AJC

Contrivance not best path to creativity

By Bert Roughton
March 29, 2014

Whatever happens to the moribund shell of a mall we call Underground, I hope we’ve learned a lesson about grand plans to revive a downtown that really never was.

I also hope that we’ve learned to appreciate the power of serendipity.

The original and very successful Underground was pure serendipity. In the 1960s, City Hall sent out no RFPs for the original Underground. No one sold any bonds or seemed burdened with the mission of saving downtown. Instead, some entrepreneurs peered into a dank section of buried streets and saw what might be a fun place to party.

Four decades earlier, the city had entombed about 12 acres of the old central city beneath bridges and viaducts that had been constructed to ease — you guessed it — gridlock. Alabama Street, the prime thoroughfare to the bustling Georgia Railroad Freight Depot, had become impassable in the city’s boom.
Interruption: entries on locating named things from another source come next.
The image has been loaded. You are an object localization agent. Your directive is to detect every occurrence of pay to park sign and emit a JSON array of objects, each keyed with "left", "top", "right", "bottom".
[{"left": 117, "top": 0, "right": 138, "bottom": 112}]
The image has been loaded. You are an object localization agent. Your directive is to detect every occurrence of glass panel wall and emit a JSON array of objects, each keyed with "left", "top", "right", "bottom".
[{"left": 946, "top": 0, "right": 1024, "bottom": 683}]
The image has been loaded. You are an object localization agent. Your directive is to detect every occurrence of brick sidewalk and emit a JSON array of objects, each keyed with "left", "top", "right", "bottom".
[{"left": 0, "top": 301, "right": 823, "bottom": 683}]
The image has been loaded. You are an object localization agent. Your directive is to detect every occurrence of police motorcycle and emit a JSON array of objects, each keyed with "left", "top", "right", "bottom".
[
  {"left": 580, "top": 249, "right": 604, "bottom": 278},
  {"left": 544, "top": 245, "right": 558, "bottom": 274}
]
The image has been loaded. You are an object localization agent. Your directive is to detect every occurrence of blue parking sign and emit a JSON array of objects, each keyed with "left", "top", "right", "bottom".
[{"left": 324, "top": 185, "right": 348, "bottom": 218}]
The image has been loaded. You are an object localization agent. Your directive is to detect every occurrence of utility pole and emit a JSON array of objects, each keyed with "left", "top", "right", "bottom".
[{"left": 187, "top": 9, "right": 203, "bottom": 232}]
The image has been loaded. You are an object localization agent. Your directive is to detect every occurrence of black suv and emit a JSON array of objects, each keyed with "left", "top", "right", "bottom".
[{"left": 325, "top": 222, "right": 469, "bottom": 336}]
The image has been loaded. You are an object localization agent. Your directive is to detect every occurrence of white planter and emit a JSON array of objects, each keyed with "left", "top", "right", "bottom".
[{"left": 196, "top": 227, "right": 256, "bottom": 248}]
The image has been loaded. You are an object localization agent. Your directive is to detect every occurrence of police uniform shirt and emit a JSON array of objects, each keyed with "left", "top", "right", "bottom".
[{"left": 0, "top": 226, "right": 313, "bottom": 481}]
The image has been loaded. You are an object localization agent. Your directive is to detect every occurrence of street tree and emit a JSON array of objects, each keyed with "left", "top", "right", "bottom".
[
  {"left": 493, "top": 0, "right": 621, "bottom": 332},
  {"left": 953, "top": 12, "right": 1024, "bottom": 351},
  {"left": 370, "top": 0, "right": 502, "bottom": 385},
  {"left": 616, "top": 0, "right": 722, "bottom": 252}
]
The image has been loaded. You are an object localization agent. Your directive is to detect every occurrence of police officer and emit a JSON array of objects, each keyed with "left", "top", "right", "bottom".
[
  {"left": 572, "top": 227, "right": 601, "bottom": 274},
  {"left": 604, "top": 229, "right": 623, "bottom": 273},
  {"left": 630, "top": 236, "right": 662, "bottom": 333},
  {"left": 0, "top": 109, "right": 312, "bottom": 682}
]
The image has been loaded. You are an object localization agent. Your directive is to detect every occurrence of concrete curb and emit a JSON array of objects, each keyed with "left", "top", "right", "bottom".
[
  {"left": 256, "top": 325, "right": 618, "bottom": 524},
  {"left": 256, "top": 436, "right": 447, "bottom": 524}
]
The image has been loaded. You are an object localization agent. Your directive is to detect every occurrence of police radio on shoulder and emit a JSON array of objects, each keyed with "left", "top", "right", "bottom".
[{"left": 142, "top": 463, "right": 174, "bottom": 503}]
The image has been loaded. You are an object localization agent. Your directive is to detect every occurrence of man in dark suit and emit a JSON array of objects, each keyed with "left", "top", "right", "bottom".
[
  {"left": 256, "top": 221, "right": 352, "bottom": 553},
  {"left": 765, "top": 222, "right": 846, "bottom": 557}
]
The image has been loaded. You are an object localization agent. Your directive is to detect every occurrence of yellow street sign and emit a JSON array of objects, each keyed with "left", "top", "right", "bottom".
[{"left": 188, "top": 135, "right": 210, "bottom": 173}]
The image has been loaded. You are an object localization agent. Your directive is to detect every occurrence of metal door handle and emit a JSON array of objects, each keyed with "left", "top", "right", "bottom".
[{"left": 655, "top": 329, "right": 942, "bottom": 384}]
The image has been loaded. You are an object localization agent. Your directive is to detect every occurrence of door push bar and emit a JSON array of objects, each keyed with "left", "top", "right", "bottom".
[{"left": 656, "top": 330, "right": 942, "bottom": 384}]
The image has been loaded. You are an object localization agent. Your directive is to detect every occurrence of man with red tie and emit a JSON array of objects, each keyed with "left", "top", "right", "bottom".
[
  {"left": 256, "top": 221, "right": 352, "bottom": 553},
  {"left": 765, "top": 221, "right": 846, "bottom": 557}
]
Buried and preserved Pompeii-style, the buildings along the street retained the ornate architecture with its marble carvings, brickwork, archways and gas street lamps. In 1967, the entrepreneurs called the new district Underground Atlanta.

By the early 1970s, it provided the heat to Hotlanta. Whenever possible, we would brush out mullets and pile into our Camaros, Mustangs and Firebirds to make the long trek down Peachtree. Music echoed off the concrete viaduct walls: Ruby Reds with its Dixieland bands and Muhlenbrink’s with the legendary Piano Red, who counted among his fans Gregg Allman, the Rolling Stones and me. The sailing ship at Dante’s Down the Hatch offered fondue and “intelligent jazz.”

Sadly, the original Underground ran its course. It faded as the Central Business District emptied. MARTA’s construction of the Five Points station also hit hard.

Moreover, the metro boom was rapidly pushing outward making central Atlanta more and more remote. Crime began as perception and ended as reality. The death knell came in 1981 when Dante Stephensen, Underground’s heart and soul, shuttered his Down the Hatch after three years of losses. He moved to Buckhead – where he remained until last summer.

Underground Atlanta reopened in 1989 as a fussy mall planned and financed by the city. It was a perfectly nice mall with the usual array of perfectly nice mall stores. And, at first, its contrived novelty attracted huge crowds. Its opening represented the culmination of the decades-long campaign to revitalize downtown – an effort driven by a desire to restore a central city that was never all that grand.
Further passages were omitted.